Wilders is of a political ilk that now dominate European policy making. As the mid-decade migrant crisis drove a growth of nationalist populism, centrists across the continent – desperate to remain relevant – shifted rightward. Austria, Belgium, Bulgaria, Denmark, France, Germany, Italy, Spain and Switzerland have all adopted burqa bans in some form or another. Even in the United Kingdom, where calls for action have been resisted, support for face-cover regulation hovers around the 50% mark.

In common with many of its ban-embracing neighbours, the Netherlands has relatively few niqab-clad citizens. While precise figures aren’t available, Dutch academics estimate that no more than 400 women wear the full veil. Those who do aren’t the victims of familial subjugation or misogyny, research suggests, as is often inferred by advocates of the ban. Rather than freeing the women of conservative Islam’s supposed strictures, the law infringes on their personal liberties, says Dutch anthropologist Annelies Moors.

Thus the movement against facial coverings appears to be largely symbolic. Fearing the wrath of an increasingly right-leaning electorate, Dutch politicians have alighted on the burqa ban as a way of burnishing their anti-immigration credentials. That’s according to critics of the regulation, who believe it is more surface than substance. But for niqab wearers, the real-world consequences could be devastating. With their garb forbidden in police stations and hospitals, their ability to seek help when it’s most desperately needed is, theoretically, in jeopardy.

Then there’s the threat of violence. While official police enforcement is unlikely, the prospect of vigilantism can’t be overlooked. Technically a crime, niqab-wearers run the risk of a citizen’s arrest, which would allow for their physical detainment until authorities arrive. Though no such incidents have been reported, threats involving the action are not uncommon, especially online.

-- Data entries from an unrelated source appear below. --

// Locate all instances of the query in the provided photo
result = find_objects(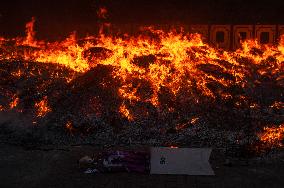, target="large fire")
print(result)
[0,17,284,147]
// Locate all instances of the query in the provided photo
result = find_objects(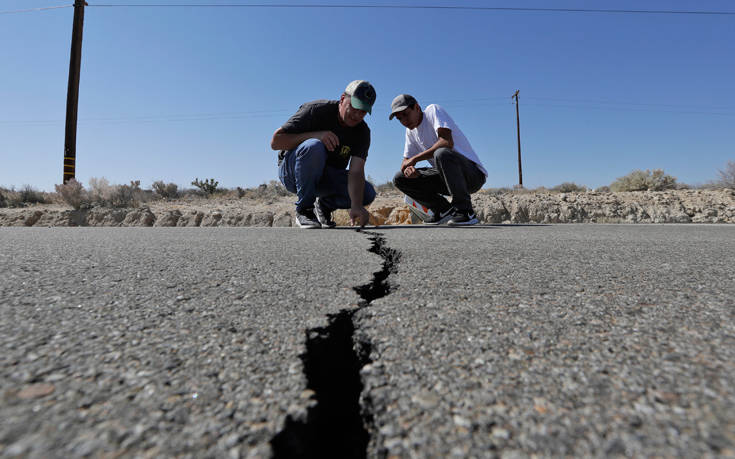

Coupled with the new restrictions on transport, veiled women are feeling “a chilling effect on their freedom of movement,” notes Tom Zwart, professor of cross-cultural law at Utrecht University.

But amid the adversity, a remarkable stirring of solidarity can be observed, says Zwart. Expressing their support, men and women of all backgrounds joined the Hague protesters – and a new group, ‘burqa buddies’, has emerged to protect those affected by the law. Enlisting the help of regular citizens, organisers hope to safeguard niqab wearers by pairing them with local volunteers. Two weeks since its launch, nearly 6,000 people have joined.

It’s a positive step, say opponents of the ban, but still the risk of criminality hangs above the women. And with the new law going unenforced, some worry politicians may double-down with even more restrictive legislation. This would be good news for the ban’s proponents, who say it promotes security and gender equality.

These are welcome advances, if ever they materialise, but their price – personal liberty and community cohesion – is simply too great for many. This costly trade-off helped confine the burqa ban to the Dutch political fringe for years. It’s out in the open now, and only time will tell the true consequences.